Using visible, incremental achievements to build support for larger ones is going to be crucial for making progress toward greater income equality. The needed structural changes in labor, antitrust and other areas are inherently long-term projects, but Democrats can immediately correct some of the economic imbalance with more equitable taxes and spending.
Sustained change requires, most of all, that a Democrat elected in 2020 have a successful presidency. Demand too much of Congress with proposals such as Medicare-for-all, and the result will be disappointment and electoral reverses. A Bernie Sanders presidency could well set in motion the same backlash that has undermined Democrats before. But aim too low in the hope of just getting back to a pre-Trump “normal,” and the result will also be deflating. Build on achievable reforms, offer an alternative vision of the future and bigger things become possible.
The two parties are in different positions. With their ambitious reform agenda, Democrats need continued, unified control of the government, while Republicans need only the power to block change. Even one more term for Trump would enable Republicans to consolidate control of the biggest veto point of all — the Supreme Court — whereas Democrats will likely need several terms to restore liberal influence not just on the Supreme Court but throughout the federal judiciary.
The Democrats’ challenge is also more difficult now that partisan differences have hardened. Under Dwight Eisenhower, Republicans made no effort to reverse the New Deal; under Richard M. Nixon, they accepted much of the change Democrats brought about in the 1960s. But today’s Republican leaders are intent on reversing Democratic initiatives, and even when they can’t, their judicial appointees might do it for them.

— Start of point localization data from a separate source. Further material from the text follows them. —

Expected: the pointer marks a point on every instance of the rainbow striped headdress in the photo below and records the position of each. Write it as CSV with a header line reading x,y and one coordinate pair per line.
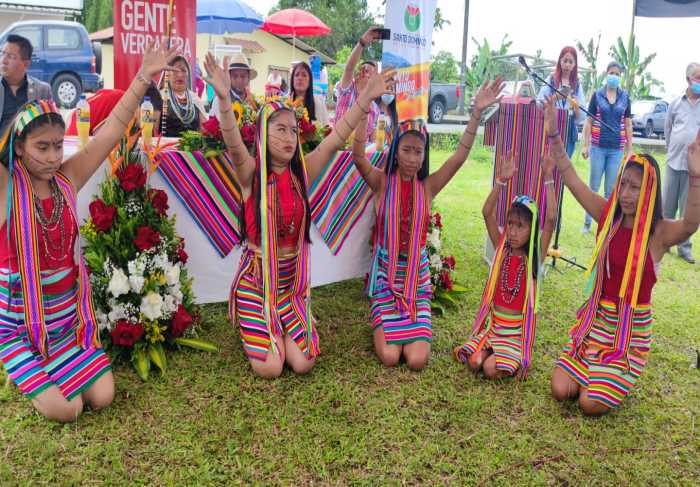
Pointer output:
x,y
268,236
610,223
22,218
531,302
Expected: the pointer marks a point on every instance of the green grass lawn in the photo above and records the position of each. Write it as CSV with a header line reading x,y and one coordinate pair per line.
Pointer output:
x,y
352,421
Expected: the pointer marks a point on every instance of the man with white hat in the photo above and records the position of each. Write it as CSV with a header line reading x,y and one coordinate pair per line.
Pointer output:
x,y
241,74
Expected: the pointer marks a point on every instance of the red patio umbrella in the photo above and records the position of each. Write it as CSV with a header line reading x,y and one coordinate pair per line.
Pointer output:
x,y
295,22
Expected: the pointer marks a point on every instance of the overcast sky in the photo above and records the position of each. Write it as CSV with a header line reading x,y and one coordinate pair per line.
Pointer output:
x,y
551,24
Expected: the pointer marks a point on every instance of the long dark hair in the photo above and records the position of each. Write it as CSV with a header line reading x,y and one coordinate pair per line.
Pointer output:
x,y
393,163
295,165
309,102
657,214
523,211
52,119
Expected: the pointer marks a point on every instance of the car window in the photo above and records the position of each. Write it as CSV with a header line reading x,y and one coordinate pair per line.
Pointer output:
x,y
33,34
63,38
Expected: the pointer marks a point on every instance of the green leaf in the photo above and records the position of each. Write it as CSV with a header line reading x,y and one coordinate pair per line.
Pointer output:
x,y
458,289
197,344
141,363
437,308
157,356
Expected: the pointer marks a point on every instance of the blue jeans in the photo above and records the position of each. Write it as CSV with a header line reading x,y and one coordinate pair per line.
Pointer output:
x,y
603,161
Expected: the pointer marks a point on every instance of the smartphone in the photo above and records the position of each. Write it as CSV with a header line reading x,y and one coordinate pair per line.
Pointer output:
x,y
383,34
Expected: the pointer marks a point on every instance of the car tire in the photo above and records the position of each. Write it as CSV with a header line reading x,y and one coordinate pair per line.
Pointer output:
x,y
649,130
436,111
66,90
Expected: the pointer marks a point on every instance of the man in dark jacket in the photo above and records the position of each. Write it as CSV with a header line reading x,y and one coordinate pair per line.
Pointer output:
x,y
16,87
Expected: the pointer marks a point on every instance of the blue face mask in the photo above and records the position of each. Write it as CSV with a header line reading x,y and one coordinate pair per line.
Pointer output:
x,y
387,98
613,81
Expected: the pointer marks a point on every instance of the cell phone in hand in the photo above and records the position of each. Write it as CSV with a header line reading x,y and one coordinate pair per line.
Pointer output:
x,y
383,34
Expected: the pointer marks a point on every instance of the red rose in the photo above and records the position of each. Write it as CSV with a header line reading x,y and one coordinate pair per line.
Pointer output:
x,y
181,321
126,334
445,280
212,128
102,215
159,200
132,177
146,238
248,133
182,255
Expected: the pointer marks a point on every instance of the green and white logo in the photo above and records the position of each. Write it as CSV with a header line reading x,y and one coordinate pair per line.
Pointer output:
x,y
411,18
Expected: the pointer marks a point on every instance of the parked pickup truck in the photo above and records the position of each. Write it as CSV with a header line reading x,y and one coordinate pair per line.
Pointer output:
x,y
63,56
443,97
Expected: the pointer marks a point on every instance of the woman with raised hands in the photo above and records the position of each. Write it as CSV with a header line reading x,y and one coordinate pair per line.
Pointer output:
x,y
610,341
399,285
270,293
49,342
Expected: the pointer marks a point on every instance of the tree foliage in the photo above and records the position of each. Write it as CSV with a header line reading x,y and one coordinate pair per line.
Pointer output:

Perhaps the biggest item on the Democrats’ long-term agenda should be one that now seems the most inconceivable of all. They need to persuade Republicans to become partners on issues such as climate reform so that a rotation of power in Washington doesn’t threaten to undo desperately needed change. For now, though, Democrats must move ahead on their own, and to do it effectively they need leadership that bridges their divisions, and priorities strategically chosen to build support on the long road they have to travel.
https://www.washingtonpost.com/opinions/2020/02/13/democrats-have-break-half-century-curse/

Editor's Note -

In the preceding clipping, Starr makes a good point.  Significant structural change in healthcare will most likely have to be achieved through incremental changes. But there are two types of incremental change - that which advances toward the goal of genuine universal coverage, and which is designed to simply kick the can down the road and impede true reform.  We all must learn how to distinguish between them.